Dietary fluoride prevents phosphorus-induced nephrocalcinosis in female rats.

The effect of dietary fluoride (F) on nephrocalcinosis was studied in young, female rats. Nephrocalcinosis was induced by a diet rich in phosphorus (P). F in the diet effectively counteracted P-induced nephrocalcinosis in a dose-dependent fashion. The feeding of increasing amounts of F caused decreasing calcium (Ca) and F concentrations in kidney. This suggests that the amount of Ca in kidney determines F accumulation in this organ, rather than F intake. Increasing amounts of F in the diet caused increasing rates of urinary and fecal excretion and whole-body retention of F. Dietary F did not influence urinary and fecal excretion and plasma concentrations of Ca, magnesium (Mg), and P. The metabolic basis for the protective effect of F against the development of nephrocalcinosis remains to be established.

Commercial rodent diets and nephrocalcinosis in weanling female rats.

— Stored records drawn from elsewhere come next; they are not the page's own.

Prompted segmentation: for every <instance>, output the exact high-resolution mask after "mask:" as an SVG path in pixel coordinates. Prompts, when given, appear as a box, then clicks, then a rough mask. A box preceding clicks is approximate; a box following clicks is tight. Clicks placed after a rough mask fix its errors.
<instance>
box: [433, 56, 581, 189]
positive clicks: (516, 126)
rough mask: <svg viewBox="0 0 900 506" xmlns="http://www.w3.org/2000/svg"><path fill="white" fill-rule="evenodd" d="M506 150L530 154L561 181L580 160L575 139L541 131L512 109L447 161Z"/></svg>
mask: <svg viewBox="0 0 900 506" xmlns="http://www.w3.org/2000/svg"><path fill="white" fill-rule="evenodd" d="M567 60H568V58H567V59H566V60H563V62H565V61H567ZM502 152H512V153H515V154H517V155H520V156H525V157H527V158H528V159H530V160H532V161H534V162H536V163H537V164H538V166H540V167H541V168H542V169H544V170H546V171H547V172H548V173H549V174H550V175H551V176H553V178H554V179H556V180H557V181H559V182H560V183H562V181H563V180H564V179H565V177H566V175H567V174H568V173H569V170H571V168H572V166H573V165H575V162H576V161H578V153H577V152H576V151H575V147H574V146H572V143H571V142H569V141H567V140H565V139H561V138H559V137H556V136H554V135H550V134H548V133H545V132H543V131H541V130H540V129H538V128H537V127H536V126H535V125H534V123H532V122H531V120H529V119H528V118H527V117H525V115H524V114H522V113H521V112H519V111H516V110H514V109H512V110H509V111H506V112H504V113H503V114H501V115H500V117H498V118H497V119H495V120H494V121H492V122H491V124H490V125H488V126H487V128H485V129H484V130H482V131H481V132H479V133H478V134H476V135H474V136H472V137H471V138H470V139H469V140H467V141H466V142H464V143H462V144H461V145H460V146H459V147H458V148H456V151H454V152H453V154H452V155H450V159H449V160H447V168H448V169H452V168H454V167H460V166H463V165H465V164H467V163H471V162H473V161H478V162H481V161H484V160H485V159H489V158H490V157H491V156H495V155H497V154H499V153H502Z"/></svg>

This study addresses the questions to what extent commercial rodent diets would induce nephrocalcinosis, and which dietary components would be responsible for inducing this condition. For this purpose, 10 commercial diets were analysed for selected components and fed to weanling female rats. On the basis of histological inspection of kidney sections, two diets were found to produce significant nephrocalcinosis. The condition could be considered relatively mild because concentrations of Ca in kidney tissue were not increased. There was considerable variation between the commercial diets in the (analysed) concentrations of Ca, P, Mg and protein as well as in the diet-induced urinary pH, urinary volume and caecal weight. Of these parameters, only the dietary Ca:P ratio and group mean urinary pH correlated significantly with the observed variation in group mean calcification scores, the relationships being negative. It is suggested that the Ca:P ratio of commercial rodent diets is an important determinant of nephrocalcinosis.